If an apple a day keeps the doctor away, the potential of a pluot could be limitless.

Pluots, a plum-apricot-hybrid, is one of many unique fruits and vegetables the U.S. Department of Agriculture hopes will become a favorite of Idaho elementary school students. At least that’s the idea behind the Fresh Fruit and Vegetable program.

“The list is pretty extensive,” said Kylie Dixon, a kindergarten teacher at Ethel Boyes Elementary School. “Mostly, we did it because with the demographics in our schools these days, a lot of kids aren’t getting exposed to fruits and vegetables. Especially the ones that are uncommon.”

Ethel Boyes is one of the 117 schools to benefit from the program, which runs from July 1 to June 30, 2015.

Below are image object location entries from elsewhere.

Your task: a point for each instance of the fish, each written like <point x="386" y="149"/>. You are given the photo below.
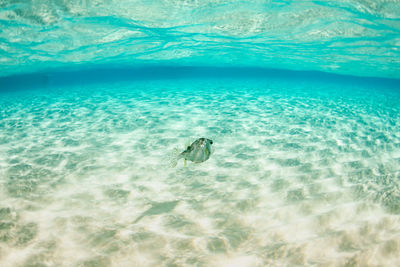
<point x="199" y="151"/>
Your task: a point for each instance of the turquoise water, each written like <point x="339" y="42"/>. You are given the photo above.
<point x="301" y="100"/>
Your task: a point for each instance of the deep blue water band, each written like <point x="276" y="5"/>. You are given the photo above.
<point x="66" y="77"/>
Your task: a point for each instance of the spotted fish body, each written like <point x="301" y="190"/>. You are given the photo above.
<point x="199" y="151"/>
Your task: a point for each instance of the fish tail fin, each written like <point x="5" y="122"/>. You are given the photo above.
<point x="175" y="156"/>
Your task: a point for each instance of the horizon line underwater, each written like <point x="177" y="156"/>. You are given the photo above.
<point x="199" y="133"/>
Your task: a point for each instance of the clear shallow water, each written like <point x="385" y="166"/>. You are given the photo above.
<point x="303" y="173"/>
<point x="358" y="37"/>
<point x="95" y="95"/>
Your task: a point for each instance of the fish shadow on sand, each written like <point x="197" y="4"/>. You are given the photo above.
<point x="158" y="208"/>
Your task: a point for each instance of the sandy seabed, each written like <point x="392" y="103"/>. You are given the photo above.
<point x="302" y="173"/>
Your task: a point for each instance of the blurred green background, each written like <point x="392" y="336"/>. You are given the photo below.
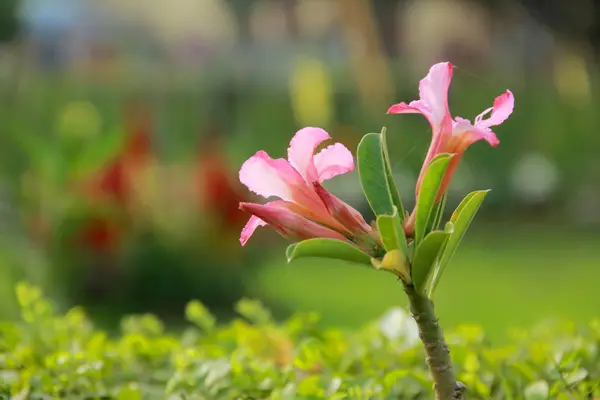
<point x="123" y="124"/>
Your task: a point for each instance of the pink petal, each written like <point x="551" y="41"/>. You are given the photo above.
<point x="285" y="219"/>
<point x="503" y="107"/>
<point x="332" y="161"/>
<point x="464" y="134"/>
<point x="268" y="177"/>
<point x="302" y="149"/>
<point x="251" y="225"/>
<point x="433" y="91"/>
<point x="349" y="217"/>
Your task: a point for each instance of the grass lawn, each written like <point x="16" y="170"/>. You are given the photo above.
<point x="497" y="280"/>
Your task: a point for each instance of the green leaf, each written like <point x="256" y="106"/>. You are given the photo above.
<point x="439" y="212"/>
<point x="461" y="220"/>
<point x="373" y="175"/>
<point x="428" y="251"/>
<point x="392" y="233"/>
<point x="104" y="148"/>
<point x="430" y="185"/>
<point x="327" y="248"/>
<point x="391" y="183"/>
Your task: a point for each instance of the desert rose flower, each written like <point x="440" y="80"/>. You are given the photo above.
<point x="305" y="209"/>
<point x="452" y="135"/>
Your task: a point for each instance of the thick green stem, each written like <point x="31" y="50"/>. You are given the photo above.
<point x="437" y="353"/>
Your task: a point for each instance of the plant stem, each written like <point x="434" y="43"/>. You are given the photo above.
<point x="437" y="353"/>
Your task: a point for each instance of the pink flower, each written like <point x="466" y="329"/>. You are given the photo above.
<point x="305" y="209"/>
<point x="452" y="136"/>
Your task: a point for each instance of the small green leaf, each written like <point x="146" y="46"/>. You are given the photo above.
<point x="391" y="183"/>
<point x="394" y="261"/>
<point x="105" y="147"/>
<point x="428" y="251"/>
<point x="461" y="220"/>
<point x="392" y="233"/>
<point x="373" y="175"/>
<point x="430" y="185"/>
<point x="439" y="212"/>
<point x="327" y="248"/>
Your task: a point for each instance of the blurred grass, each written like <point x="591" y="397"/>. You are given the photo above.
<point x="498" y="279"/>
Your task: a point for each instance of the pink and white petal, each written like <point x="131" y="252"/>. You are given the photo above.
<point x="285" y="219"/>
<point x="416" y="107"/>
<point x="503" y="107"/>
<point x="433" y="91"/>
<point x="465" y="133"/>
<point x="332" y="161"/>
<point x="268" y="177"/>
<point x="302" y="149"/>
<point x="253" y="223"/>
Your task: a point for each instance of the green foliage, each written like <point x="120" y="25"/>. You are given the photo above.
<point x="50" y="355"/>
<point x="461" y="220"/>
<point x="426" y="255"/>
<point x="392" y="233"/>
<point x="426" y="200"/>
<point x="376" y="175"/>
<point x="327" y="248"/>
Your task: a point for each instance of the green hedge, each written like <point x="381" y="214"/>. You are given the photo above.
<point x="48" y="355"/>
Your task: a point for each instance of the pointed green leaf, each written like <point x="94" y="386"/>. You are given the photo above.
<point x="428" y="252"/>
<point x="461" y="220"/>
<point x="439" y="212"/>
<point x="373" y="175"/>
<point x="430" y="185"/>
<point x="392" y="233"/>
<point x="390" y="177"/>
<point x="327" y="248"/>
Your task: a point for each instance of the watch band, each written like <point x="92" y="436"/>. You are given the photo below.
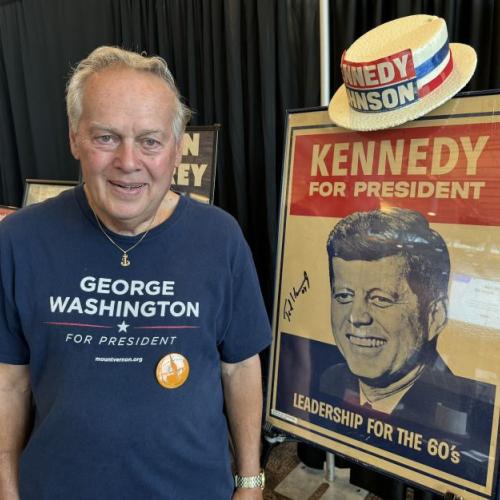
<point x="250" y="481"/>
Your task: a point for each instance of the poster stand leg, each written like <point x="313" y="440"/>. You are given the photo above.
<point x="330" y="467"/>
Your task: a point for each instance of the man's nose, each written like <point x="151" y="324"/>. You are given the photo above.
<point x="126" y="156"/>
<point x="360" y="314"/>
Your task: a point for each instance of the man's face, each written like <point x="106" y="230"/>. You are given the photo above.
<point x="126" y="146"/>
<point x="375" y="317"/>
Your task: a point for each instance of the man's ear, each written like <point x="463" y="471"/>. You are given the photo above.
<point x="73" y="142"/>
<point x="438" y="317"/>
<point x="179" y="150"/>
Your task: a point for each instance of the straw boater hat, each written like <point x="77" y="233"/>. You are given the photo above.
<point x="399" y="71"/>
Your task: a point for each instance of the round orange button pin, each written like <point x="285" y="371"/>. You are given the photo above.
<point x="172" y="370"/>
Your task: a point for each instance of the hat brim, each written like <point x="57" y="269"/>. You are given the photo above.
<point x="464" y="64"/>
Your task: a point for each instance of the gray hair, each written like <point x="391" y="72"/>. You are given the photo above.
<point x="105" y="57"/>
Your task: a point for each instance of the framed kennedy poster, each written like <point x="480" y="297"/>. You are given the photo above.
<point x="195" y="176"/>
<point x="386" y="322"/>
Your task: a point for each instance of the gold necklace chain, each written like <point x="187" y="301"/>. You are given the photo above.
<point x="125" y="261"/>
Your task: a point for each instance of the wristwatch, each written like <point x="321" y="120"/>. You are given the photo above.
<point x="250" y="481"/>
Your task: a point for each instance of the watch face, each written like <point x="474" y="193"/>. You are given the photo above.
<point x="250" y="481"/>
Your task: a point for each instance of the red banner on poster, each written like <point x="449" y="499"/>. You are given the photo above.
<point x="416" y="168"/>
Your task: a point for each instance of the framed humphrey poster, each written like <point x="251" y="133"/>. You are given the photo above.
<point x="386" y="320"/>
<point x="195" y="176"/>
<point x="6" y="210"/>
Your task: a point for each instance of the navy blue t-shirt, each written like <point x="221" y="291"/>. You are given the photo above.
<point x="99" y="338"/>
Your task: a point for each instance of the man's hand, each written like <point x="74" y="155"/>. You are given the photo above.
<point x="242" y="384"/>
<point x="248" y="494"/>
<point x="15" y="404"/>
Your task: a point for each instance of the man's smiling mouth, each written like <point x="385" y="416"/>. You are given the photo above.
<point x="129" y="187"/>
<point x="362" y="341"/>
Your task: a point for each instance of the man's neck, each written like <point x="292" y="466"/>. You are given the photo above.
<point x="376" y="393"/>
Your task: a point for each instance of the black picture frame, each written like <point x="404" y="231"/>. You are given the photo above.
<point x="38" y="190"/>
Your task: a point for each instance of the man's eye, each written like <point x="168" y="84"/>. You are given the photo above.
<point x="150" y="143"/>
<point x="105" y="139"/>
<point x="343" y="297"/>
<point x="381" y="301"/>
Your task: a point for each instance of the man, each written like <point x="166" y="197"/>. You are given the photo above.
<point x="389" y="274"/>
<point x="130" y="313"/>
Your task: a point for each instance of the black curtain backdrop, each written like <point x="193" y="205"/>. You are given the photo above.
<point x="240" y="63"/>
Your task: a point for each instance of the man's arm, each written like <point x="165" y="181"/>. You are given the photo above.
<point x="243" y="395"/>
<point x="15" y="409"/>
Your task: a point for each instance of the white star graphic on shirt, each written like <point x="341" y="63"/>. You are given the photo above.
<point x="122" y="327"/>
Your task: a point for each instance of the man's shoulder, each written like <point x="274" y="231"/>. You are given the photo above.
<point x="441" y="377"/>
<point x="440" y="388"/>
<point x="36" y="217"/>
<point x="337" y="379"/>
<point x="211" y="220"/>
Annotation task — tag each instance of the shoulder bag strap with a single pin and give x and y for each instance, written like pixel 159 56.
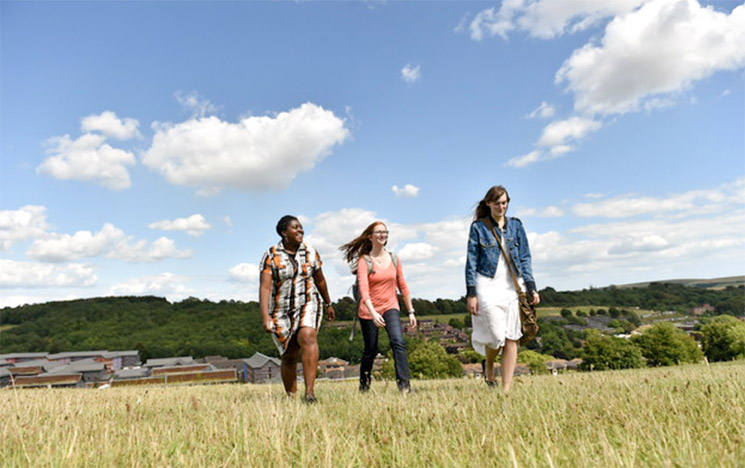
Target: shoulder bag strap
pixel 507 257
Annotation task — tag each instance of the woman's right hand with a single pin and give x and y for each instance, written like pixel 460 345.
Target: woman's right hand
pixel 472 304
pixel 378 320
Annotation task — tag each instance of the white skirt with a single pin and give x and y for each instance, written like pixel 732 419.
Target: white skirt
pixel 499 311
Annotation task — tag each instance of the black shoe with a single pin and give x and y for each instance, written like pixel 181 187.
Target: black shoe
pixel 406 388
pixel 310 400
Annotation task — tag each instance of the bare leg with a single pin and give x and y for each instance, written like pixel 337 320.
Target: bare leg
pixel 509 361
pixel 491 356
pixel 306 338
pixel 289 367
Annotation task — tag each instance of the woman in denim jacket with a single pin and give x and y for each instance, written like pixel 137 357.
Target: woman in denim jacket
pixel 491 297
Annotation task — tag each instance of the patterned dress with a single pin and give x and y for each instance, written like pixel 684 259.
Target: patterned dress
pixel 294 301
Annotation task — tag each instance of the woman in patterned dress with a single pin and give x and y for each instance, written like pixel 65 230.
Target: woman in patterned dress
pixel 292 296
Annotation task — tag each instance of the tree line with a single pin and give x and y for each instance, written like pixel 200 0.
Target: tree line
pixel 158 328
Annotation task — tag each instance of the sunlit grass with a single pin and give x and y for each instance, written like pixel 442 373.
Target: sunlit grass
pixel 688 416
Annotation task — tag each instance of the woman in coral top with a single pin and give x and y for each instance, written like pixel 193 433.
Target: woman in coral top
pixel 379 274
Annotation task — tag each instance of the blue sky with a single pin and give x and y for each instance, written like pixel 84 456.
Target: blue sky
pixel 151 147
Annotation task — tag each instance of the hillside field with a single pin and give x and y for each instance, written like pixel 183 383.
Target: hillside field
pixel 686 416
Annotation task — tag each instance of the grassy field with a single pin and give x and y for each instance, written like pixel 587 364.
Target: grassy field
pixel 688 416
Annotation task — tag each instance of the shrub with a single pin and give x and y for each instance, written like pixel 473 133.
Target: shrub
pixel 535 361
pixel 608 352
pixel 724 338
pixel 665 345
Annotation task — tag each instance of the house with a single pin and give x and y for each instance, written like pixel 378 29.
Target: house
pixel 472 370
pixel 4 376
pixel 574 364
pixel 49 380
pixel 333 368
pixel 262 369
pixel 169 362
pixel 181 369
pixel 558 365
pixel 15 358
pixel 128 374
pixel 89 369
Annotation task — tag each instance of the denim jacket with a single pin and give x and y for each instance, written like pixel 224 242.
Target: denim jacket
pixel 483 252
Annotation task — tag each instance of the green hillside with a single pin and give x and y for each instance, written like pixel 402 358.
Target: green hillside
pixel 158 328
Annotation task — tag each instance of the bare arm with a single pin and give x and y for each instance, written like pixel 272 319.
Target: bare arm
pixel 320 281
pixel 265 290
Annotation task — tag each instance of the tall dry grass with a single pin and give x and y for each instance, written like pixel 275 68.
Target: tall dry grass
pixel 688 416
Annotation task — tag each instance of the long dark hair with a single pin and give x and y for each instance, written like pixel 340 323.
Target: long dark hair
pixel 360 245
pixel 493 194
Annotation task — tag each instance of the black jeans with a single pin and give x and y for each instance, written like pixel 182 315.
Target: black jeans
pixel 392 319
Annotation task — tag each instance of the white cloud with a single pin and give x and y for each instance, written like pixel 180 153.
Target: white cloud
pixel 28 222
pixel 161 249
pixel 490 22
pixel 695 201
pixel 545 111
pixel 636 244
pixel 333 229
pixel 38 275
pixel 411 74
pixel 529 158
pixel 658 49
pixel 548 212
pixel 88 158
pixel 109 241
pixel 245 273
pixel 165 284
pixel 556 137
pixel 558 133
pixel 111 125
pixel 417 251
pixel 195 104
pixel 408 190
pixel 256 153
pixel 546 18
pixel 194 225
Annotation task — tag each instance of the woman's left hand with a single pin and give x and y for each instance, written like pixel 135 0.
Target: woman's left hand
pixel 536 299
pixel 330 313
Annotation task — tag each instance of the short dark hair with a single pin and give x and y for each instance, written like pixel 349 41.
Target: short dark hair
pixel 283 222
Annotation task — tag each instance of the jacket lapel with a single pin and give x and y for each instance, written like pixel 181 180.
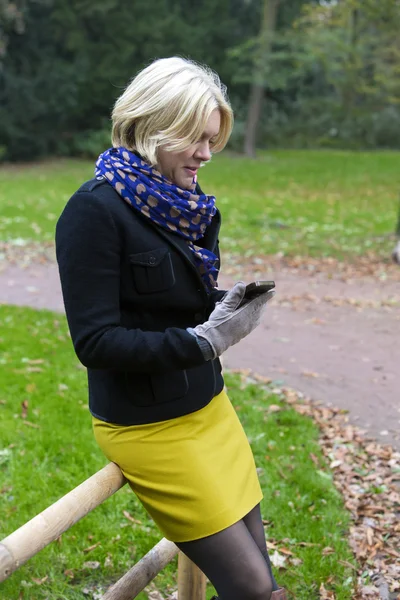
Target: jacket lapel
pixel 209 242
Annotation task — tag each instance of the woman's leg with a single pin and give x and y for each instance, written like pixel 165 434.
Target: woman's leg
pixel 232 561
pixel 254 524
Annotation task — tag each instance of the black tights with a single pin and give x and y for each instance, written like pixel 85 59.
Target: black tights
pixel 235 560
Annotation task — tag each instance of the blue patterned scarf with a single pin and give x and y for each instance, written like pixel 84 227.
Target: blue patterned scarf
pixel 172 208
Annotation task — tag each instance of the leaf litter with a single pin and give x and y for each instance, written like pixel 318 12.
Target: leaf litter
pixel 367 475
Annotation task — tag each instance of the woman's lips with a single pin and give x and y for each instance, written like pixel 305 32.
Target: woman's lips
pixel 192 171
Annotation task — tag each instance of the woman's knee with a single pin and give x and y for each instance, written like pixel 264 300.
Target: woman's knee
pixel 255 588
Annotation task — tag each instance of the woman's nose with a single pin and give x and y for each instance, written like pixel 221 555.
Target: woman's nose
pixel 203 151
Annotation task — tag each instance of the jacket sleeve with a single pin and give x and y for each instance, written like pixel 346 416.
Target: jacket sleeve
pixel 88 250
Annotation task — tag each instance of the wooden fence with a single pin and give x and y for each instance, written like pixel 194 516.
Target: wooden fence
pixel 47 526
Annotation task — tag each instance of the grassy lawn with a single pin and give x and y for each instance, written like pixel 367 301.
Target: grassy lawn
pixel 47 448
pixel 318 203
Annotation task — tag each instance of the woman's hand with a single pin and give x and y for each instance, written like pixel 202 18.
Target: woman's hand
pixel 228 324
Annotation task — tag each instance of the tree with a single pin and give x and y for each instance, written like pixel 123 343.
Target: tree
pixel 268 25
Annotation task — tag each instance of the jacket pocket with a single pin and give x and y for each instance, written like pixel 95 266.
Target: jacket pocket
pixel 148 390
pixel 152 271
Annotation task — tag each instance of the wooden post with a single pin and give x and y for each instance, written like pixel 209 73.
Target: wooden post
pixel 136 579
pixel 47 526
pixel 191 581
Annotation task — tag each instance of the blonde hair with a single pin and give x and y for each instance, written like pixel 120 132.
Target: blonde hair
pixel 168 104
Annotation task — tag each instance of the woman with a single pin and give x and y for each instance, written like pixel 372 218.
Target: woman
pixel 137 249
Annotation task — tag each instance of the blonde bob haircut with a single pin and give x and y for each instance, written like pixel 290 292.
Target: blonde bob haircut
pixel 168 104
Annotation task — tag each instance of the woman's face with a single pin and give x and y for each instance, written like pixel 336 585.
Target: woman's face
pixel 182 167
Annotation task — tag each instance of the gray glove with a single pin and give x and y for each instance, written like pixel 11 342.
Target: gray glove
pixel 228 324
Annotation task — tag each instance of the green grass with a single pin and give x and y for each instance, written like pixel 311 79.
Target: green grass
pixel 40 463
pixel 317 203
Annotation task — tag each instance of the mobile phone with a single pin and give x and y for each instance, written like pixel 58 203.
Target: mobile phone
pixel 256 288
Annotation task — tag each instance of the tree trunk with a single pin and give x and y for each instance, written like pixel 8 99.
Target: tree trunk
pixel 256 96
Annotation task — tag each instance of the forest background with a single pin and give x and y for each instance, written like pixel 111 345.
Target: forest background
pixel 300 74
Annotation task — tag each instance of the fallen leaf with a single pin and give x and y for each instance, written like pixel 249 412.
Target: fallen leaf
pixel 91 564
pixel 40 581
pixel 24 412
pixel 90 548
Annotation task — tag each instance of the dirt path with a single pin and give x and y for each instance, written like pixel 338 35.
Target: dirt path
pixel 335 339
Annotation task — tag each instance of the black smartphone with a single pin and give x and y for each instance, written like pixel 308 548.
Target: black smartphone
pixel 255 289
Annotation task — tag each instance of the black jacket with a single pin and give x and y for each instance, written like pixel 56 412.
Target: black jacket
pixel 130 291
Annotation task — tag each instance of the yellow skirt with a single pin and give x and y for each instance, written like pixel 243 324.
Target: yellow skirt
pixel 195 475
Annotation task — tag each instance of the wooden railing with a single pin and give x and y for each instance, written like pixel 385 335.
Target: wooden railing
pixel 47 526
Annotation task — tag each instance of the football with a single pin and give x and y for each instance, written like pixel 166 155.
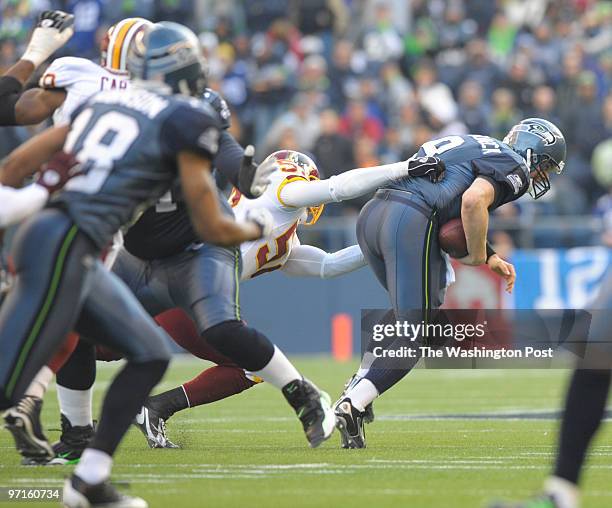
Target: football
pixel 452 239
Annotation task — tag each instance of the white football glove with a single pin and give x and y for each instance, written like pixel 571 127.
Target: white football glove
pixel 263 218
pixel 52 31
pixel 253 177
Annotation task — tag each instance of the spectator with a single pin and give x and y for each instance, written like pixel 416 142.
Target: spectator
pixel 358 123
pixel 473 109
pixel 300 116
pixel 545 104
pixel 342 74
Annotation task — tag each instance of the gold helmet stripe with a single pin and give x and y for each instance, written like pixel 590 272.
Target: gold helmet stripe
pixel 121 35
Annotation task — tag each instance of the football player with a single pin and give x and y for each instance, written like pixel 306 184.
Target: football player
pixel 397 232
pixel 66 84
pixel 132 146
pixel 296 196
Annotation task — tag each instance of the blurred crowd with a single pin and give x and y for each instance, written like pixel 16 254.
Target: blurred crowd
pixel 362 82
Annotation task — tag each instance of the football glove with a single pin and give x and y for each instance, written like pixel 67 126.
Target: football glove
pixel 253 179
pixel 263 218
pixel 55 173
pixel 52 31
pixel 429 167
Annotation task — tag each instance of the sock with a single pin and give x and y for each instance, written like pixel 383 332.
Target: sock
pixel 584 410
pixel 279 371
pixel 362 394
pixel 566 493
pixel 38 386
pixel 94 466
pixel 216 383
pixel 168 403
pixel 124 398
pixel 75 405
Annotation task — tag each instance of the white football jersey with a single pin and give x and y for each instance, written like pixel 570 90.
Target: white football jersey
pixel 81 78
pixel 271 253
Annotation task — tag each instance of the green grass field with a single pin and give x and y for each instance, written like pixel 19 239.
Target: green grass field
pixel 250 450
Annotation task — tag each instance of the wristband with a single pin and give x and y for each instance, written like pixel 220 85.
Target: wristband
pixel 490 251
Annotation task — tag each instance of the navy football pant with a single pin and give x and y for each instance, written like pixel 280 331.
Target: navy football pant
pixel 398 235
pixel 61 285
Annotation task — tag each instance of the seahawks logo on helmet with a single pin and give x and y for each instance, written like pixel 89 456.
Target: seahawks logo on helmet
pixel 543 133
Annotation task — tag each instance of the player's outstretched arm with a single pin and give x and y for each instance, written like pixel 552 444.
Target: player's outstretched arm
pixel 52 31
pixel 350 184
pixel 309 261
pixel 475 204
pixel 28 158
pixel 209 222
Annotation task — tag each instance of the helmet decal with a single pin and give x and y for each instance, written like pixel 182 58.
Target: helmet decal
pixel 120 36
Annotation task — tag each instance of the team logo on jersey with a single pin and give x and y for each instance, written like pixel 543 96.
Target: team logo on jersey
pixel 516 182
pixel 209 140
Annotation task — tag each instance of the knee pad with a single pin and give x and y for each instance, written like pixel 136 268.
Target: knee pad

Dixon filed the application on behalf of Ethel Boyes and received $18,805.76.

Schools must apply to participate in the program. The amount of money awarded is based on student enrollment. Grants to individual schools range from $350 to $34,410.54. In Idaho, the state’s schools received a combined total of more than $2.1 million.

Five schools in Idaho Falls School District 91 are participating in the program. District spokeswoman Margaret Wimborne said students will benefit from the program.

“The thing that’s great about the program is it’s a way to introduce fruits and vegetables to the children and encourage them to eat healthier and make them aware of the variety,” she said.

The program strives to mix in uncommon fruits and vegetables alongside apples, oranges and other common fruits and veggies.

A.H. Bush Elementary School received $25,307 grant.

“The fact that we could have that provided was an advantage for us, we thought,” Principal Sarah Sanderssaid. “Also, that it’s a healthy snack; plus it’s an unusual snack — just things that kids wouldn’t typically try. Some of these I haven’t even had as an adult.”

The fruits and vegetables will be given out once a day, in addition to whatever produce comes with the lunches provided by the schools.

“Kids learn better when their brain is fed, and fed good food,” Sanders said.